The Bladebone Inn is a public house at Chapel Row in the civil parish of Bucklebury in the English county of Berkshire.

==History==
Records show that there has been an inn on the site since the mid-17th century. The current red-brick building, however, is undated.

The pub was the location for Courts leet and baron on behalf of Bucklebury manor, and was often part of the Chapel Row Fair. In 1790, the sons of George III attended a prize fight there between "Hooper", one of Lord Barrymore's men, and "Big Ben Brain". The bout lasted almost three-and-a-half hours and 180 rounds, and was eventually called a draw.

===Name===
The name comes from the blade bone of a mammoth that was killed by prehistoric hunters. The skeletal remains of the animal were found preserved in the silt of the Kennet Valley; the name "Bladebone" was used to refer to the pub by 1666. The bone is encased in copper and hangs from the front of the pub as the pub sign. The copper casing is regularly repaired, and the bone within has been found to be preserved in an excellent state.

==Ownership==
In 1922, the pub was bought by Strange's Brewery of Aldermaston for £3,500(equivalent to approximately £150,000 in 2008).

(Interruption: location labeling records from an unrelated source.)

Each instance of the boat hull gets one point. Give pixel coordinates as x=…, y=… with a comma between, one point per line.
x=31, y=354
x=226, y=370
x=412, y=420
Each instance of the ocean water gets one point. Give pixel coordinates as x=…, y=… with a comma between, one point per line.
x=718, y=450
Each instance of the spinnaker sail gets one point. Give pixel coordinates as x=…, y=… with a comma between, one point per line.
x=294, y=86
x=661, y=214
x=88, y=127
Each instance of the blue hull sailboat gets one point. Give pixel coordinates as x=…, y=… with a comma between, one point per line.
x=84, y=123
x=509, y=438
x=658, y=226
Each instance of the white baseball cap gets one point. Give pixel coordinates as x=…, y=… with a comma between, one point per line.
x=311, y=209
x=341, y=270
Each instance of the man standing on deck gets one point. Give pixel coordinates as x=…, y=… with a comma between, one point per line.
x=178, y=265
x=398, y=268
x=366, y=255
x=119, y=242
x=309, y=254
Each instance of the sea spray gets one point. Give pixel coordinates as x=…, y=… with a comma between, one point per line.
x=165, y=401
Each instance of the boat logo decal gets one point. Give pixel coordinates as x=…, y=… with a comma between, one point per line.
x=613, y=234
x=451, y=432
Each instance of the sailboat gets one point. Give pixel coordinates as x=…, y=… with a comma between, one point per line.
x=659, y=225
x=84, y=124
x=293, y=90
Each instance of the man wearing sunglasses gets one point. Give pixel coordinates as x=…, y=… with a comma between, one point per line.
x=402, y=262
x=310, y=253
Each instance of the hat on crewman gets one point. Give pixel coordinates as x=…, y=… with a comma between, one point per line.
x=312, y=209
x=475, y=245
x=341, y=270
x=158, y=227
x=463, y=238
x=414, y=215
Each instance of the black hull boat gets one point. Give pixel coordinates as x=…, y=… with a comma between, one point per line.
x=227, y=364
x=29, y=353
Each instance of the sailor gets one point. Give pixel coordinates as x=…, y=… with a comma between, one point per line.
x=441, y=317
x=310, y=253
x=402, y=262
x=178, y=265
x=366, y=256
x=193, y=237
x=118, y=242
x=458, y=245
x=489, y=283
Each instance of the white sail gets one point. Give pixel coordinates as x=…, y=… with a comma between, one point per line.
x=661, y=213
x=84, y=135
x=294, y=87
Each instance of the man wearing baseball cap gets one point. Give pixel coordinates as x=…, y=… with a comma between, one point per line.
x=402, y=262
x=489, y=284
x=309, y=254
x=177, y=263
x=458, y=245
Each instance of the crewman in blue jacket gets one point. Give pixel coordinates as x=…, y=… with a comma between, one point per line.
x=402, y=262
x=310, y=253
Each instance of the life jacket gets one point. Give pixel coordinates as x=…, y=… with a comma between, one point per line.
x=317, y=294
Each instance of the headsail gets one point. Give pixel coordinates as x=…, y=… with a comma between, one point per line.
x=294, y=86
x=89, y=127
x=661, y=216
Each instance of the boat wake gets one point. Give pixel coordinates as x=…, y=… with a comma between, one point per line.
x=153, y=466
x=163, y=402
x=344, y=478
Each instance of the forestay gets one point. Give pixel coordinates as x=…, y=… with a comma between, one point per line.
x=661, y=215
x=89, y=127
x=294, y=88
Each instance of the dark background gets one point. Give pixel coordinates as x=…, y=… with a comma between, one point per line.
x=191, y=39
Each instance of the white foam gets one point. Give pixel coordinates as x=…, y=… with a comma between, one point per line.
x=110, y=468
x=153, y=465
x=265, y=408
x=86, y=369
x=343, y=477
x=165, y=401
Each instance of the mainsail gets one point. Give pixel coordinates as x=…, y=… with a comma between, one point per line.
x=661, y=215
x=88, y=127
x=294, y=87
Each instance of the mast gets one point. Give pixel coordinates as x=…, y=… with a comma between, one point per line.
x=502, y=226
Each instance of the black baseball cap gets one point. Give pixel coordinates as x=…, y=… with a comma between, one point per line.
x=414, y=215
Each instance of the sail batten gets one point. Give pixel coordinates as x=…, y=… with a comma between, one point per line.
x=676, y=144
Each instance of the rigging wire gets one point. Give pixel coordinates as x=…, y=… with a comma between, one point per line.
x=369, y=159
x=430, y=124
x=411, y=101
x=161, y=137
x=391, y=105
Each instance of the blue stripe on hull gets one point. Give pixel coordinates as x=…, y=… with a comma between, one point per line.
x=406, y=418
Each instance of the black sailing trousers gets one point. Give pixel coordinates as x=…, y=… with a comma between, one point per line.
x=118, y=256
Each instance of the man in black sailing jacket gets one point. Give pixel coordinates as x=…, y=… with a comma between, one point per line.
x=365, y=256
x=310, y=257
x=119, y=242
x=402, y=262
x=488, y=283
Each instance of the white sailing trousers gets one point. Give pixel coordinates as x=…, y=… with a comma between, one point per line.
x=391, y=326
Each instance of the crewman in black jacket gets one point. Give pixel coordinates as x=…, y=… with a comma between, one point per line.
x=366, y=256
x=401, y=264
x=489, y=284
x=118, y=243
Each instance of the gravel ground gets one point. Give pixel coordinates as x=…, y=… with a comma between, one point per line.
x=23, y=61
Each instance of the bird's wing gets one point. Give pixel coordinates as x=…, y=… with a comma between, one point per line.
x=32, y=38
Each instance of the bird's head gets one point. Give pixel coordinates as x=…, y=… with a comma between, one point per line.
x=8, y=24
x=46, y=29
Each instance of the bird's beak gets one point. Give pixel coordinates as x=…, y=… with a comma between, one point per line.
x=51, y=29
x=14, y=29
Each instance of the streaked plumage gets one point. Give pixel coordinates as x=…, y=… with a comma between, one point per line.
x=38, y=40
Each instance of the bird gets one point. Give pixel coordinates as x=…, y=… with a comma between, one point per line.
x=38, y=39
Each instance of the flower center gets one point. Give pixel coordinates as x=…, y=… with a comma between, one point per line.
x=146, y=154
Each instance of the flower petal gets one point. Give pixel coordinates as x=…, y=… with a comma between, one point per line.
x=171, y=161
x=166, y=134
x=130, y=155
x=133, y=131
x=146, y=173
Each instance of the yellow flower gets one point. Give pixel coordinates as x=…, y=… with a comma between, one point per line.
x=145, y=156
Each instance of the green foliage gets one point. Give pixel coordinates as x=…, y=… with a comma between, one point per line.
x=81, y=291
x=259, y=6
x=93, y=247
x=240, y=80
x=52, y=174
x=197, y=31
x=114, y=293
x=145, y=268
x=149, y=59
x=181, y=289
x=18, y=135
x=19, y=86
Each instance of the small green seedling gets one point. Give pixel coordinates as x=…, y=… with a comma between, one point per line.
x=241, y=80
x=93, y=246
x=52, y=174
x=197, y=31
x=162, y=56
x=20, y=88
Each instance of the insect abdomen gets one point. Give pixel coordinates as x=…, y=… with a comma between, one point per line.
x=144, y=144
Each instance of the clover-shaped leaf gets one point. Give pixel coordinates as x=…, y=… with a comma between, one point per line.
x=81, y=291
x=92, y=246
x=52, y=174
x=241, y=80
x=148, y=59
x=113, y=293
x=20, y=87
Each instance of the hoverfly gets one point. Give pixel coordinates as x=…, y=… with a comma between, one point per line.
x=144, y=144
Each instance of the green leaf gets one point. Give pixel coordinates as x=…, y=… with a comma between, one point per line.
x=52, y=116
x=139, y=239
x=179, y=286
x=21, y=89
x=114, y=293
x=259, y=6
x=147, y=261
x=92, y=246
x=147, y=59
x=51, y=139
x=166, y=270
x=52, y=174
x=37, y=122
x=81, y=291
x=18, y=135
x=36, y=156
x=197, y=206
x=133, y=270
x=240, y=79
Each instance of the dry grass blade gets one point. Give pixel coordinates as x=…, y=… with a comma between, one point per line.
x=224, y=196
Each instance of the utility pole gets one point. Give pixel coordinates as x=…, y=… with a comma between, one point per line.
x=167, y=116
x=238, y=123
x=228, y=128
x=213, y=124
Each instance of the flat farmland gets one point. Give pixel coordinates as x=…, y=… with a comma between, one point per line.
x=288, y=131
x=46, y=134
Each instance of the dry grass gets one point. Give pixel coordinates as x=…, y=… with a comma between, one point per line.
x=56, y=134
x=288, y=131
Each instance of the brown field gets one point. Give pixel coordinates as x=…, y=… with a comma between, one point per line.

The brewery already rented the pub - along with a portion of the Bucklebury estate - for £86 (£3,500 in 2008) per annum. The pub was later owned by Whitbread. It is currently a free house, and regularly stocks ales from the West Berkshire Brewery.

==In the arts==
In the 1950s, Robert Still composed The Ballad of the Bladebone Inn, inspired by the pub. Describing a tale explaining the name and sign of the pub, the composition's debut performance was at the Royal Festival Hall on 23 October 1957. Stanley Bayliss of The Musical Times described the performance as "duly bucolic" with "pleasant tunes", but saw that it failed to send a "shiver down the spine."